As for Bacon’s attitude to alchemy, I have shown in my essay Magi Imaginationis how Bacon’s early expressions of unmitigated hostility towards the deceptions and impostures of the alchemists (which Vickers takes as conclusive evidence of his fundamental rejection of alchemy) gives way to a more balanced and nuanced assessment in which he seeks to sever the
good and useful from the false and fantastical.

What both alchemy and natural magic had to offer Bacon was their experimentalism. Unlike the book learning of the Aristotelians, magicians and alchemists – the serious ones, that is, such as Paracelsus – looked into the book of nature. In other words, they were empiricists, seeking answers to their quests through direct investigations of nature. Bacon was the first to see that the experimentalism of the alchemists and magicians would be an essential part of any effective new method of science, as Henry makes clear:

What was innovative about Bacon was that he advocated the use of the experimental method of the magician in a reformed natural philosophy”

Henry tends to present Bacon’s opinion of natural magic and alchemy as being rather too rigidly secure and fixed, as if it were not forged in a process of mental struggle over a period of years. This is an inevitable consequence of having to simplify and fit so complex a man of ideas as Bacon into the space of 165 relatively small pages. Nevertheless Henry has provided us with a key whereby we may better understand what motivated Bacon and why, rather than the process by which Bacon struggled to weave a new methodolgy of natural philosophy out of the many strands of his thought and experience. Indeed, it is a testament to Henry’s achievement both as a writer as well as a scholar that he has so with such unstuffy eloquence and clarity as to make this book a delightful and
compelling one to read.

Just as Henry never forgets that Bacon is to be appreciated in the context of the times in which he lived so he is ever mindful that a present-day readership may not be familiar with the language of
Christianity or with the notion that religion and magic can play so vital and central a role in the life of a man or of the nation in which he lives, moves and has his being. He therefore clearly explains how it would have seemed rational to believe in “natural magic” and helpfuly describes the difference between what magic actually meant to people of Bacon’s day as opposed to what we today suppose it to have meant.

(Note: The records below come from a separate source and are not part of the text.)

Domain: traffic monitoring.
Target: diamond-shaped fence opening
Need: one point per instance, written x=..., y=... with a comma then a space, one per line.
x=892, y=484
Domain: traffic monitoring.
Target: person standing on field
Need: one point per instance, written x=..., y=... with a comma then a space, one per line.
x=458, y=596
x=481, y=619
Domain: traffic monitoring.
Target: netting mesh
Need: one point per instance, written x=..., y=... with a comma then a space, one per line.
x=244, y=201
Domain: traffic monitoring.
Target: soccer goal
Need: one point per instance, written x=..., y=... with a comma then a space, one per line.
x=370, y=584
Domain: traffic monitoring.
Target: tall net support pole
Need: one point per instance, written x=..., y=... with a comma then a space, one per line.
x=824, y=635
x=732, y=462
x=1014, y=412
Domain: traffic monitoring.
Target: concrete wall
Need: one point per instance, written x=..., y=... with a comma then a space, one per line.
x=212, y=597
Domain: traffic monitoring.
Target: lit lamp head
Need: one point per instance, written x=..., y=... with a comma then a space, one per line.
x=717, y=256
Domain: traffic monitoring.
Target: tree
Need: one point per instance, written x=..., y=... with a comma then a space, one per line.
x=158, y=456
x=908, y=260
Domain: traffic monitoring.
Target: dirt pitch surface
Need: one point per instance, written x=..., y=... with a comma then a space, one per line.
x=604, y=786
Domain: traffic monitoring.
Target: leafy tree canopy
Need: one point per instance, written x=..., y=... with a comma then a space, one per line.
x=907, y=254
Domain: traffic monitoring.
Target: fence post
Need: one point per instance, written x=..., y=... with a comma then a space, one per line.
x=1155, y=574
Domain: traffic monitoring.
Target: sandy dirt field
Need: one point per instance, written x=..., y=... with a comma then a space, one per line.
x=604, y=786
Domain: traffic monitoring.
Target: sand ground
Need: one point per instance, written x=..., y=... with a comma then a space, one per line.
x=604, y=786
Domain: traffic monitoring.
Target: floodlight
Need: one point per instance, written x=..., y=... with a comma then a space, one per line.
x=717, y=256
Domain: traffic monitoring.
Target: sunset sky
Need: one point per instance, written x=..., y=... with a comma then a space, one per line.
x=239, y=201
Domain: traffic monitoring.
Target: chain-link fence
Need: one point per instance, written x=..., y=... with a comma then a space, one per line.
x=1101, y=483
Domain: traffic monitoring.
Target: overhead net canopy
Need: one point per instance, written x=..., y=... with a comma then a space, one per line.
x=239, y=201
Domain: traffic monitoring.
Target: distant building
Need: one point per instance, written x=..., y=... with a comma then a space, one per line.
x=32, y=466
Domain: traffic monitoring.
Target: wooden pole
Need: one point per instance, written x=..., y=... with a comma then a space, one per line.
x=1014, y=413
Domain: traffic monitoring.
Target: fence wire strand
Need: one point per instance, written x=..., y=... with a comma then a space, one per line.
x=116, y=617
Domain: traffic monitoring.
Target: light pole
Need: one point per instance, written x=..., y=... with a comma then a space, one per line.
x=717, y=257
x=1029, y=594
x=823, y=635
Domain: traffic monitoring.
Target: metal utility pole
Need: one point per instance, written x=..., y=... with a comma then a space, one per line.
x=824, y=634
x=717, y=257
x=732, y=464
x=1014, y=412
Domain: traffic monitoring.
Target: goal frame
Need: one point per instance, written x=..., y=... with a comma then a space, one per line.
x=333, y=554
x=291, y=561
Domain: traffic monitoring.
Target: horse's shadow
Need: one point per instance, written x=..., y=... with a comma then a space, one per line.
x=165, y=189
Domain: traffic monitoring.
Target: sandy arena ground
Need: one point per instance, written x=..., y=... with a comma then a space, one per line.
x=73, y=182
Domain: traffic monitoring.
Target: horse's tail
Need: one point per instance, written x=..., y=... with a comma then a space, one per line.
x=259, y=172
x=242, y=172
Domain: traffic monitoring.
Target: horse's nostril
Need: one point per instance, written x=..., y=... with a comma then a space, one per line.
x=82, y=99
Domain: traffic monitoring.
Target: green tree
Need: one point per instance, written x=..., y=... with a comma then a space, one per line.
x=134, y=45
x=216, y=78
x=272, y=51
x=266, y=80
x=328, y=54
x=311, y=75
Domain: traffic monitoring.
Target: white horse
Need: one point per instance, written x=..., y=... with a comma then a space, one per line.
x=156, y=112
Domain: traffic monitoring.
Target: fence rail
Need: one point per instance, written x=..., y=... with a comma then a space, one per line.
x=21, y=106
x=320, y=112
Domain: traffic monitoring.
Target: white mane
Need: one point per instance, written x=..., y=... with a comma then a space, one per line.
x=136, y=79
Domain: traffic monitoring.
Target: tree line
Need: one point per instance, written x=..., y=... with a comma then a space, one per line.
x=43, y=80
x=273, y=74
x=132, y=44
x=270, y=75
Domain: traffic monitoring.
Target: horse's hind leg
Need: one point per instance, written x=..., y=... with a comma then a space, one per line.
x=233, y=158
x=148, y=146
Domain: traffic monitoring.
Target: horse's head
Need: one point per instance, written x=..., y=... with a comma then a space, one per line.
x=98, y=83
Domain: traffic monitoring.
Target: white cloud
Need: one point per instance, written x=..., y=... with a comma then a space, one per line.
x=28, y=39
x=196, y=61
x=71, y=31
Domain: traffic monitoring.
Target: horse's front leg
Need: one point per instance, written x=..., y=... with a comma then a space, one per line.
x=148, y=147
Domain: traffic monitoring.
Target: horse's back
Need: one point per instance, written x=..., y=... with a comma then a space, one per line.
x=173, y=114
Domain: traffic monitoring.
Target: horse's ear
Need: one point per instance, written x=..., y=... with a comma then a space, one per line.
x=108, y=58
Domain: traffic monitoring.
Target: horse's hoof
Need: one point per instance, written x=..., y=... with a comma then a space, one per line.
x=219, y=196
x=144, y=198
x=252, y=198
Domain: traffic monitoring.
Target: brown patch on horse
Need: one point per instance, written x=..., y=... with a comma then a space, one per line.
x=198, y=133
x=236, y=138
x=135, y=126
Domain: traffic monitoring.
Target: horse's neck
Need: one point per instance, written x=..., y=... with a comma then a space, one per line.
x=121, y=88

It is in these sections where Henry presents the beliefs of Bacon’s time in the context of those times that Henry’s style develops something of a “matey” tone, which is quite enjoyable but thankfully spooned out only in small doses, as in his chatty description of the Paracelsian belief in weapon salve:

“It was an ointment that could cure wounds incurred in battle by applying the ointment to the weapon that caused the wound. That’s right – the ointment was not put on the wound but on
the weapon… This proved to be much more successful than the standard means of treating wounds. No, really, it did…”

You can almost imagine Henry sat at the bar of his local pub with a pint of bitter in his hand. Mind you, if Knowledge is Power: How Magic, the Government and an Apocalyptic Vision Inspired Francis Bacon to Create Modern Science is anything to go by, I should think he would be quite entertaining company.